What is inflammation?
Regardless of the actual cause, the body responds in a typical manner by increasing the blood supply to the injured area, thus delivering an increased number of white blood cells to the affected tissue.
The blood vessels become permeable, in other words their walls allow white blood cells, proteins, and fluid to leak through. These white blood cells will endeavour to eliminate the offending agent by what is called phagocytosis – a process whereby white blood cells surround and ingest germs, foreign objects, or dead cells to enable their removal.

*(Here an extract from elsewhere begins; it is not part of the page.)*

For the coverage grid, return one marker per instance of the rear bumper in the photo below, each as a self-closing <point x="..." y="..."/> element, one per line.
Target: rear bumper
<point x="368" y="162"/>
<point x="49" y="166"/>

This is then followed by down-regulation of these activities resulting in healing. This process is the so-called cascade of inflammation, and it is the body’s unique mechanism to maintain its integrity1,2,3.
The body’s immune system is responsible for the inflammatory response2.
Inflammation is best viewed as a defence mechanism that helps one recover from infection and injury. However, it may also produce unpleasant sensations, such as pain, swelling, bruising or redness2,3. Such discomfort is usually temporary and will disappear when healing has been completed. Sometimes, however, inflammation may cause harm and tissue damage may occur3.
Types of inflammation
Inflammation can be divided into two types2:
Acute inflammation
This is your body’s immediate response to an injury or illness. It starts rapidly and becomes severe quickly2,4,5. If the inflammation subsides in less than 48 hours, it is called acute inflammation2,4.
Chronic inflammation
If the body is unable to eliminate the causative agent, or if there is some interference with the healing process, an acute inflammatory response may progress to the chronic stage3. Chronic inflammation may also result from repeated episodes of acute inflammation3. It is a long-term condition that can last for several months and even years4,5. Its extent, duration, and effects are determined by the cause of the injury and the body’s ability to ameliorate the damage3.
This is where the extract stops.